Desgajadas del conjunto funerario que les da sentido, y al que dan sentido a su vez, se expresan como por sí mismas. Los cuatro ángeles con sus alas a medio abrir sugieren la levedad de lo incorpóreo, aun desde la piedra o el mármol; sugieren esa pureza que es tan propia de lo espiritual. Y entran por eso mismo en sugestivo contrapunto con el culo del otro lado; ese que, aunque inscripto en una escena alegórica, se desprende de alegorías (pues desde acá no se disciernen) y se afirma en su más estricta referencialidad, en su más estricta literalidad, de culo. De un lado, entonces, las almitas asexuadas de los rígidos voladores celestiales; y del otro lado, el culo desnudo de un cuerpo que se dice cuerpo, redoblando en la solidez del bronce que lo representa la resuelta materialidad de lo representado.
Un tema de actualidad: la muerte. Pero mirada, como digo, desde este lado, el de la vida, y no en un regodeo macabro y fúnebre.

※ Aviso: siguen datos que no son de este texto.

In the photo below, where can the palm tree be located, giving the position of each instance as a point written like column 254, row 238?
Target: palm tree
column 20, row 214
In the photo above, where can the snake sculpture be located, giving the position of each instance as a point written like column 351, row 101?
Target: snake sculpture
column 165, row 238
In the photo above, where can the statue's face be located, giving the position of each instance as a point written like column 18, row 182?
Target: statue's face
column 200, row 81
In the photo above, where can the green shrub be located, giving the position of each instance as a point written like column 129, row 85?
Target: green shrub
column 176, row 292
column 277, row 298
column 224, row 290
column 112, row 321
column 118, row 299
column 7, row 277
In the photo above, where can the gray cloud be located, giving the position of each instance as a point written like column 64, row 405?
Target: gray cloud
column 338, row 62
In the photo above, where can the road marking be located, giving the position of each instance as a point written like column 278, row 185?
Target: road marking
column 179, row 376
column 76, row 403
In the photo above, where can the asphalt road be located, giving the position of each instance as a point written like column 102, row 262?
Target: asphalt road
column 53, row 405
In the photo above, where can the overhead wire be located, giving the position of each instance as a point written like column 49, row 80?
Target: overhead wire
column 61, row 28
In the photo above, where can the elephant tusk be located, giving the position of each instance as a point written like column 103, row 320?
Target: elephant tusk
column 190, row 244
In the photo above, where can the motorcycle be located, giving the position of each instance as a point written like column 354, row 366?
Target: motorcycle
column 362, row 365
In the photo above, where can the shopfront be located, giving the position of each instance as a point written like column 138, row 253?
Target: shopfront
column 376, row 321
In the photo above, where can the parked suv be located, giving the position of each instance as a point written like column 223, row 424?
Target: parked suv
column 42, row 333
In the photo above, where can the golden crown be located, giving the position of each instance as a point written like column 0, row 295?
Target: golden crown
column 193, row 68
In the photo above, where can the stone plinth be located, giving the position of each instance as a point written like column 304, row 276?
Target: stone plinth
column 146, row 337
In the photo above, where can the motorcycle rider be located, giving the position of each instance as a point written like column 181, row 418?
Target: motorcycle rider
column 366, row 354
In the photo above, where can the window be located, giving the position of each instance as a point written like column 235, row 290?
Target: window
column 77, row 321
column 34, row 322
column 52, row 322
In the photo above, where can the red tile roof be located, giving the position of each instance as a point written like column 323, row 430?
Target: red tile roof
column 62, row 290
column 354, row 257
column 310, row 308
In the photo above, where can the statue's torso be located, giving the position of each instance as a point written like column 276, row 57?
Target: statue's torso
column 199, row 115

La muerte en sus dos facetas posibles: la de dejar de ser un cuerpo, la de salirse para siempre del cuerpo, la de ser espíritu y como tal emigrar; o la de convertirse estrictamente en un cuerpo, ser un cuerpo y nada más, ser un resto (lo que queda) o un despojo (un efecto de lo despojado). ¿La muerte nos desmaterializa? ¿O nos reduce, por el contrario, a una última materialidad? ¿Nos exime al fin del cuerpo o nos confina, así sin más, al cuerpo? ¿Nos hace pasar, como se dice, a la inmortalidad, o nos fija por el contrario en la inamovible eternidad de lo muerto? ¿Nos insta a no ser más? ¿O a ser, pero ser nada más que un cuerpo? ¿O se vale en verdad del cuerpo que fuimos para indicar que ya no estamos, para indicar que ya no somos, en el sentido en que el “cuerpo presente” (el de las misas de cuerpo presente) no define otra cosa que una ausencia?
Los ángeles niegan el cuerpo (y así niegan también el deseo). Pero enfilando desde esa esquina en dirección a la Avenida Las Heras, cruzando la calle y hasta mirando un poquito hacia atrás, uno sale hacia el lado del cuerpo, un cuerpo pleno de tensión vital, un cuerpo que, en la altura de lo visible, sugiere a la vez lo tangible. De aquel lado de la pared, pero en el reino de este mundo.